La lettura è l’àncora di salvezza in giorni di forzato divano? Solo se ci causa inquietudine, anche tormento: solo così diventa parte di noi. E allora ecco alcune letture, anche scontate, ma che pochi hanno fatto da “liberi”. Mille volte è stata citata in queste settimane La peste di Camus: da leggere assolutamente, ma senza sbagliare ottica. Se pure si narra di un contagio, il modello per il romanzo fu la Francia occupata dai nazisti nel 1942: è il flagello della “peste bruna” ad abitare un grande libro da cui emergono anche la morte, la segregazione, l’esilio interiore. Quanto basta per capire che col romanzo ci caliamo in un nucleo forte dell’essenza umana.

Concordo allora con chi ha assunto Camus a simbolo del momento, ma la sua lettura deve spalancare orizzonti più larghi: sarebbe come se aprissimo I promessi sposi di Manzoni perché nelle sue pagine si parla di peste, che invece è solo un elemento di qualcosa di ben più complesso. Ecco, se leggessimo ora ciò che la scuola ci ha fatto detestare, faremmo una cosa bella e buona; sempre tenendo il motto di Longanesi in sottofondo: «Tutto quello che NON so, l’ho imparato a scuola».

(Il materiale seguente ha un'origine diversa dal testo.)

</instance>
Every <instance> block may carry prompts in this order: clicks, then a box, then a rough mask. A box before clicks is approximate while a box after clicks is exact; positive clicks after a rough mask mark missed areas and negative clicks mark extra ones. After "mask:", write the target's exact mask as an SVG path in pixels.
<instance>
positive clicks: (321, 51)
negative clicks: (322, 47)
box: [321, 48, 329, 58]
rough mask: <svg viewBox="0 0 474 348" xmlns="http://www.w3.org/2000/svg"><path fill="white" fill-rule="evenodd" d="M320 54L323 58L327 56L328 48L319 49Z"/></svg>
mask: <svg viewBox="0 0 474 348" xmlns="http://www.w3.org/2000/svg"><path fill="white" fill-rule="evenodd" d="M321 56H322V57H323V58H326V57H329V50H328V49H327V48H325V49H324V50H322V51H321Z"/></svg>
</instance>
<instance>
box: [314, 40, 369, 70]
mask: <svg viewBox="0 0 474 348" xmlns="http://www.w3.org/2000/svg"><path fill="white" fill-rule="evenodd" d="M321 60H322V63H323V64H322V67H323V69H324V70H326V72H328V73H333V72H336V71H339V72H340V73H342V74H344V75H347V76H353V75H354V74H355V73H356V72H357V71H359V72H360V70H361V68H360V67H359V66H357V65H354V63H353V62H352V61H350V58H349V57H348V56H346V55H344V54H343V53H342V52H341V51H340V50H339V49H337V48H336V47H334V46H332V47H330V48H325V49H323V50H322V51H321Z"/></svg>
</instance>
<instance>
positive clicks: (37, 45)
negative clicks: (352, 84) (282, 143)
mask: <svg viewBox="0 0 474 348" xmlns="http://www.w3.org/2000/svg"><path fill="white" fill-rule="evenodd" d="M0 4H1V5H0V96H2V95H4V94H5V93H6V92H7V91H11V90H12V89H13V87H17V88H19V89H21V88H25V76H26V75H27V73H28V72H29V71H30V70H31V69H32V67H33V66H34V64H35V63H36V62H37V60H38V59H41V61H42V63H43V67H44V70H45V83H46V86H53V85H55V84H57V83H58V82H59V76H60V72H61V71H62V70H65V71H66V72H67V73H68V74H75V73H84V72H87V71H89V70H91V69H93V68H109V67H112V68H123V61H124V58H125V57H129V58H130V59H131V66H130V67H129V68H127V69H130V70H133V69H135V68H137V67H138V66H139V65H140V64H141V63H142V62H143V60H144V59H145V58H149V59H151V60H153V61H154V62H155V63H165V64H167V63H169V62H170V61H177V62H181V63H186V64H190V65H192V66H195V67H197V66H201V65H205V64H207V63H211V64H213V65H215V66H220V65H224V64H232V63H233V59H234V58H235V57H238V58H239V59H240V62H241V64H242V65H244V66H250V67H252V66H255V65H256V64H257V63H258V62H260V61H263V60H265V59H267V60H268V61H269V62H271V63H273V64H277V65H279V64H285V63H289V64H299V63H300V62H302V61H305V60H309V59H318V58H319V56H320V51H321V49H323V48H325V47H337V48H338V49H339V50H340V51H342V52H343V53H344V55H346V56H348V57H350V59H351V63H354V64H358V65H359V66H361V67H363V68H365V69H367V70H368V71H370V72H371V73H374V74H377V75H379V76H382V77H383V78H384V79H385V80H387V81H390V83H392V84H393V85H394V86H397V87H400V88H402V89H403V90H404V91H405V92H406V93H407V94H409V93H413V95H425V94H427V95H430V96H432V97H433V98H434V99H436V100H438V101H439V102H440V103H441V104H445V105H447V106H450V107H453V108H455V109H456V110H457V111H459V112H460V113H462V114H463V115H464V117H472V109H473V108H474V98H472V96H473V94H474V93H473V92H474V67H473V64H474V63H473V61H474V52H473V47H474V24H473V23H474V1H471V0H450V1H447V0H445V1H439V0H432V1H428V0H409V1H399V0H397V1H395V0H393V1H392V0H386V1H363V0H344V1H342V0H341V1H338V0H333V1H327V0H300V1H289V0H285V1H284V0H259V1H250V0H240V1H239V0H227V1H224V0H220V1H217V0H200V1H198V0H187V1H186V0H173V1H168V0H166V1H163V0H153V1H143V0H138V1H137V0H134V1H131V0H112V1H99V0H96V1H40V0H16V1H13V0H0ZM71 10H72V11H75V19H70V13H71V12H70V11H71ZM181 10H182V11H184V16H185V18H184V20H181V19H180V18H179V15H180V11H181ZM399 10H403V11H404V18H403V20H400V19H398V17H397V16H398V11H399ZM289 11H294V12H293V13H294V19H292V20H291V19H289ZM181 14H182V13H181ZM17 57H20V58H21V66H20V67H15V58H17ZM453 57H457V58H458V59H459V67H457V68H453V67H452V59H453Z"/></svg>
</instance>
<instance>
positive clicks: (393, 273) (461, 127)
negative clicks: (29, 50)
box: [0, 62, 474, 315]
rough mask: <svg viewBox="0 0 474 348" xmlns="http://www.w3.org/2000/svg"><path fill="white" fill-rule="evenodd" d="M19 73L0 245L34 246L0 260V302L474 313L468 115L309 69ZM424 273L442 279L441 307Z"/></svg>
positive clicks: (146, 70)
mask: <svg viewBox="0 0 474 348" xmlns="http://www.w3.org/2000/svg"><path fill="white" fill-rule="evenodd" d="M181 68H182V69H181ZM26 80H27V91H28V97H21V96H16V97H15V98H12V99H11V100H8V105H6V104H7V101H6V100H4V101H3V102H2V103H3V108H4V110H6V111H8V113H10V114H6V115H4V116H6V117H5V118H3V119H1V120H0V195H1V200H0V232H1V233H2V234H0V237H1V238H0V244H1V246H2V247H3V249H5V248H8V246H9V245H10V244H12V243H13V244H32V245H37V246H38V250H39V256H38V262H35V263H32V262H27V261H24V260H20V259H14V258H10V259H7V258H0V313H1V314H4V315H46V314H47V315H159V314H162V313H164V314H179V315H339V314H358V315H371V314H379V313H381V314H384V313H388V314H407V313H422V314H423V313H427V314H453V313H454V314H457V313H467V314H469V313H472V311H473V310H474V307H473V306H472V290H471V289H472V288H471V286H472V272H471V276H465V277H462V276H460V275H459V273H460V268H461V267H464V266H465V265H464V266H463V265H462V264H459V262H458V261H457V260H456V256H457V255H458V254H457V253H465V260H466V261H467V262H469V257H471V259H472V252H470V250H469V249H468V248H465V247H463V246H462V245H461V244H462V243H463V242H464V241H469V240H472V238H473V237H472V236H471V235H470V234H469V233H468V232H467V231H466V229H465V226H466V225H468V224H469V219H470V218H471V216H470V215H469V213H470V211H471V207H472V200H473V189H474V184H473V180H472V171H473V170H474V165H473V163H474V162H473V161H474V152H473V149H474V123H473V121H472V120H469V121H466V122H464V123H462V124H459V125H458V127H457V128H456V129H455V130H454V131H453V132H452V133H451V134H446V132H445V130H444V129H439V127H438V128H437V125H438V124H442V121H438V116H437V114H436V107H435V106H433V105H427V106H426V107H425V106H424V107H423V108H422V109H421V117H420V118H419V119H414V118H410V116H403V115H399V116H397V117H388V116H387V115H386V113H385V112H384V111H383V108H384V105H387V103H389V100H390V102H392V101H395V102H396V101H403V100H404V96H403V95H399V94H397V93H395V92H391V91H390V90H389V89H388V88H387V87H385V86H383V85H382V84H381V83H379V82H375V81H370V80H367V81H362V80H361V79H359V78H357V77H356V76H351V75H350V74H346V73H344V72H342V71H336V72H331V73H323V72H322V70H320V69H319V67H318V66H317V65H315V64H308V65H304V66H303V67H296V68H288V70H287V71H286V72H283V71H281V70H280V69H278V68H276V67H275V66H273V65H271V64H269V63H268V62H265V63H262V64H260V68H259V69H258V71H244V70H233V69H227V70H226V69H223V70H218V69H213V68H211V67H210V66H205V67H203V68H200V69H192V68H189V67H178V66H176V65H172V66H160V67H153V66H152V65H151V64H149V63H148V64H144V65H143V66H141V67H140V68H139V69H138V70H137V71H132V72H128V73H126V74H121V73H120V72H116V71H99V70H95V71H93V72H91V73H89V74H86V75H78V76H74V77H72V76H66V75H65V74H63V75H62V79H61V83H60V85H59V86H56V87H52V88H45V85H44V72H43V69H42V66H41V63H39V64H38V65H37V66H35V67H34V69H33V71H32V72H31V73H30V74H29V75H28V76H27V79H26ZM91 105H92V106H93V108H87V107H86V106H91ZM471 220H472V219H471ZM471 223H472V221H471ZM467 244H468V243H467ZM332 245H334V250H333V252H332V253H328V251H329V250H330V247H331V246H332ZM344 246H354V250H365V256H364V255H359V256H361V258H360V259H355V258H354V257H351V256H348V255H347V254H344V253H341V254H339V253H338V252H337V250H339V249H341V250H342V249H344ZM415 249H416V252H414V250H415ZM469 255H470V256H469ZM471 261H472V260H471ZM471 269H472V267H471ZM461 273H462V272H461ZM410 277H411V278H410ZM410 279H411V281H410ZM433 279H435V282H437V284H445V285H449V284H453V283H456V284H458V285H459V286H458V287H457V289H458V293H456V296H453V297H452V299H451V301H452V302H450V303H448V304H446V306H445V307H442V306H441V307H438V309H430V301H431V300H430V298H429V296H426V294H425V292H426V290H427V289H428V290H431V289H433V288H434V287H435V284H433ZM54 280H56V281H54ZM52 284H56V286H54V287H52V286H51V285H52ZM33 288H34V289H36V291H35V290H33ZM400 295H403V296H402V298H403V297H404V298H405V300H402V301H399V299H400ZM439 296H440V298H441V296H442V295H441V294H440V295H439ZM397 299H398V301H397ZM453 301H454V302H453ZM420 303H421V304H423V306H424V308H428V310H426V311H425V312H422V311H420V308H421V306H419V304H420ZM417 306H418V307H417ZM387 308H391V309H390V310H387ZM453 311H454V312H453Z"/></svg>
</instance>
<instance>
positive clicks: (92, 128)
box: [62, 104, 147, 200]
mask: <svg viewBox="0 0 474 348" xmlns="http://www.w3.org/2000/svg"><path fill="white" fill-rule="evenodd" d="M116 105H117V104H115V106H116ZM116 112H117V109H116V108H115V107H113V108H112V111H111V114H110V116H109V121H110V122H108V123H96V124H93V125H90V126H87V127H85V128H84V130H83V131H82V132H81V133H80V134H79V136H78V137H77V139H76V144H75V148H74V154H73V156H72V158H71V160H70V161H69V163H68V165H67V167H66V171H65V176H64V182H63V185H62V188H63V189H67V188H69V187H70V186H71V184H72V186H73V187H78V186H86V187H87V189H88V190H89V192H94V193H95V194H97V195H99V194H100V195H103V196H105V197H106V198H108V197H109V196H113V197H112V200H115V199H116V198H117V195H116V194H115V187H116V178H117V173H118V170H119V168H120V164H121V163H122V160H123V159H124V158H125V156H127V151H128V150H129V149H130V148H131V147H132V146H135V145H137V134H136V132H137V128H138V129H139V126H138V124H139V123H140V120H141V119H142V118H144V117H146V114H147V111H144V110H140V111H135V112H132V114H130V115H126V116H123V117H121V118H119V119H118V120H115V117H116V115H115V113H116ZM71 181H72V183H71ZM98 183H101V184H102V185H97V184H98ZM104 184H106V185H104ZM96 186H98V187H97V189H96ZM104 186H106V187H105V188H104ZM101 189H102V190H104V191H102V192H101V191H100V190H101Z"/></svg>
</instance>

Se poi mi sposto verso il luogo in cui il contagio viene racchiuso, allora La montagna incantata di Thomas Mann mi corre subito alle labbra, e tuttavia voglio indirizzarvi su un gioiello poco noto: Diceria dell’untore di Gesualdo Bufalino, uscito nel 1981 e subito premiato col Campiello. Il protagonista giunge a fine guerra in un sanatorio per tisici e qui vivrà una passione travolgente con la malata terminale più “fradicia” che ci sia, che tuttavia gli farà vivere indimenticabili momenti. Lo stile virtuosistico del romanzo fa affiorare potenti allegorie: la tisi come dissoluzione, il “vivere per la morte” dei tisici, la condanna per il solo che guarirà: vivere una quotidianità banale. Davvero un grande libro, il cui fulcro rammenta lo stupendo Tempo di uccidere di Ennio Flaiano, dove il contatto è con una lebbrosa: il romanzo vinse nel 1947 la prima edizione dello Strega ed è una lettura che brucia fino all’ultima pagina.

In questi giorni, ad affacciarsi alla finestra, colpisce l’enorme vuoto che a tratti fa sentire soli. Esperienza che Guido Morselli immaginò in Dissipatio H.G.: un giorno il genere umano sparisce ma resta intatto il mondo delle cose. Tutto il romanzo è il monologo condotto, dall’unico uomo rimasto vivo, nella solitudine assoluta: un libro disperato ma a suo modo sereno.

Ma l’esperienza forte dei nostri notiziari è la morte, quella cieca e vincente che ci angoscia. E allora vale forse rivolgersi allo scrittore che ha avuto il coraggio di combattere contro la violenza della morte, addirittura contro quel dio che l’ha inventata: Elias Canetti, Nobel nel 1981, i cui pensieri sono raccolti nel Libro contro la morte.

Insomma, c’è di che leggere; e c’è di che meditare. Tanto.